Mademoiselle

mamzelle-vivi

Elle a 25, 26 ans. Mais cela, personne ne s’en rend compte.

On lui donne toujours 16 ans, 18 maximum.

C’est comme ça. Elle le sait.

Ne pas faire son âge, ce n’est pas agréable, pense t’elle. Elle doit montrer sa carte d’identité aux bars et aux boîtes. Mais là n’est pas l’important. Elle n’est pas tombée sur un seul mec qui la prenne au sérieux ni dans son travail, ni dans sa vie.

On la trouve bien mignonne, point.

Mignonne, comme une éternelle petite fille.

Un jour ordinaire, elle en a eu assez. Un jour comme les autres.

Alors, elle a contré la jeunesse de ses traits. Elle a masqué ses jambes fines sous un voile opaque plus respectable.

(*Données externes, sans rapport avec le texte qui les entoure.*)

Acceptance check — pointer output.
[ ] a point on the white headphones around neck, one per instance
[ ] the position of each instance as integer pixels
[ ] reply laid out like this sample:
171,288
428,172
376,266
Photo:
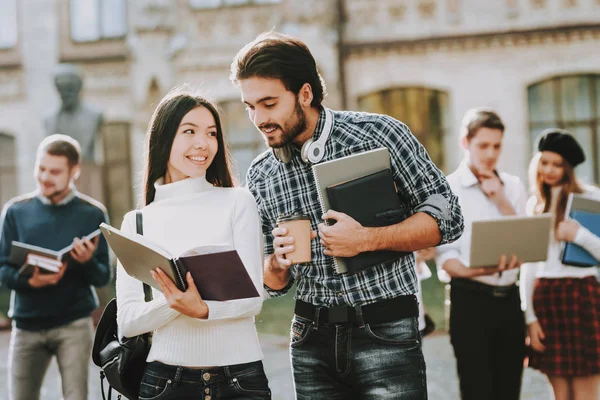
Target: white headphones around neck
312,150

Elle a noué ses cheveux de feu pour plaire aux plans de carrière de son patron. Elle a mis de côté ses jupes courtes. Elle a laissé le rouge, elle s’est peinte en rose poli.

Elle est devenue une dame.

Elle a arrêté d’être elle-même.

Ce n’est pas  tant le vocabulaire qui importe. Parfois les gens vous appellent madame ou mademoiselle selon l’humeur, le hasard, la conversation.

Mais ce qu’elle voulait c’est que les hommes arrêtent de l’imaginer comme une gamine instable. Qu’ils  pensent à elle comme à une vraie Femme.

Depuis les autres, c’est vrai, se comportent différemment. Les jeunes cadres aux dents longues ont le regard qui glisse et s’attarde sur ses bas opaques. Elle répond à leur schéma formaté de l’épouse.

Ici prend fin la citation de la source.